Documentation for both is in the NVIDIA GPU operator docs on AKS and the upstream operator README.

The decision framework

Pick time-slicing if:

• Traffic is bursty / spiky
• All pods are the same tenant or trust each other
• You need to share a GPU across pods that don't all need it simultaneously
• You're willing to accept ~10-15% throughput overhead for sharing

Pick MIG if:

• You need hardware isolation between workloads
• Your traffic is steady and predictable per workload
• You can fit each workload in the MIG instance size you've chosen
• You can tolerate the rigidity of fixed allocations

Pick neither — single pod per GPU if:

• One workload uses 60%+ of GPU capacity at peak
• You don't have multiple workloads competing for the same GPU
• You can scale horizontally (more nodes) instead of vertically (sharing)

What we ended up with

Three nodes. Each node runs a single vLLM pod with no GPU sharing. Horizontal scaling via cluster autoscaler.

This is the boring answer. It's also the cheapest answer at our actual traffic shape — the spikes that motivated us to investigate sharing in the first place are short enough that the autoscaler can react in time, and the steady-state utilization is high enough that we're not wasting much GPU capacity.

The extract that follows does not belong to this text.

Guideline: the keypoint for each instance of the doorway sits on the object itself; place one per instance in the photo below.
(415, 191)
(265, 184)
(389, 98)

We use time-slicing on a fourth node that hosts non-LLM workloads (image embedding, smaller models) where the per-workload utilization is genuinely low and sharing makes sense.

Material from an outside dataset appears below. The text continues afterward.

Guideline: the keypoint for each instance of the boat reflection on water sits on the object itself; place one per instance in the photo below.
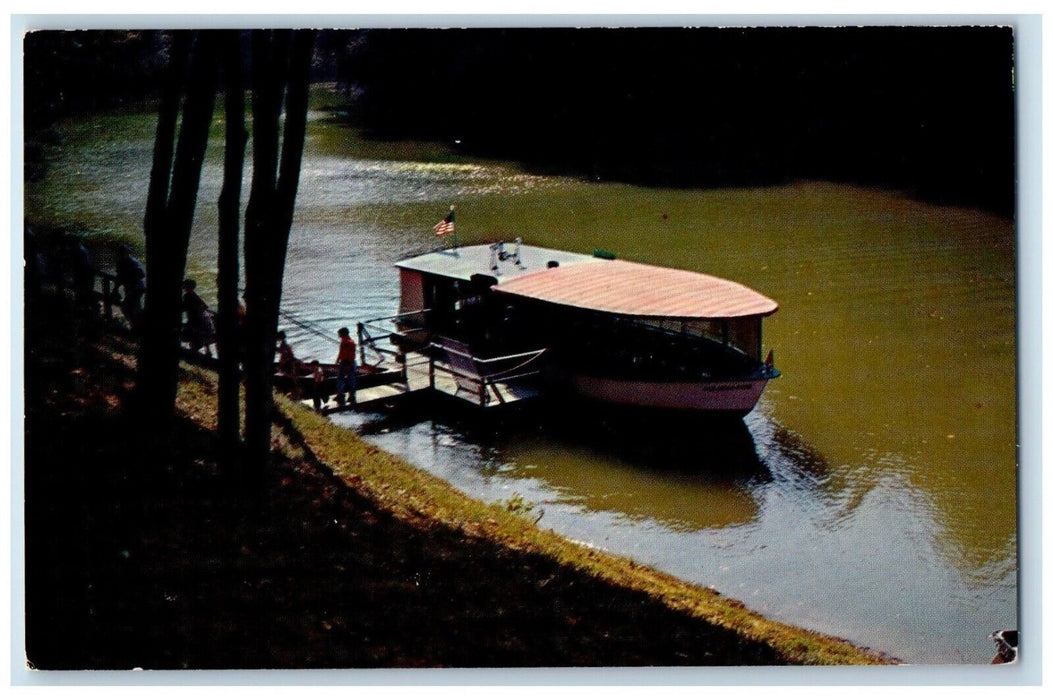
(681, 470)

We don't use MIG anywhere in production. The single workload that justified considering it (a multi-tenant LLM endpoint) eventually ran on dedicated nodes per tenant for compliance reasons.

What I'd do differently

Run the actual benchmark before assuming sharing will work. We spent two weeks on the MIG experiment based on the assumption that multi-instance GPUs would obviously be the right answer for our use case. The benchmark told us within a day that they weren't. Should have benchmarked first.

I would NOT skip the cluster autoscaler tuning if you're going single-pod-per-GPU. Default autoscale-down delay is 10 minutes, which is too long for cost-sensitive workloads. We tuned to 3 minutes for the LLM node pool. Significantly cheaper without affecting latency for the spikes that actually matter.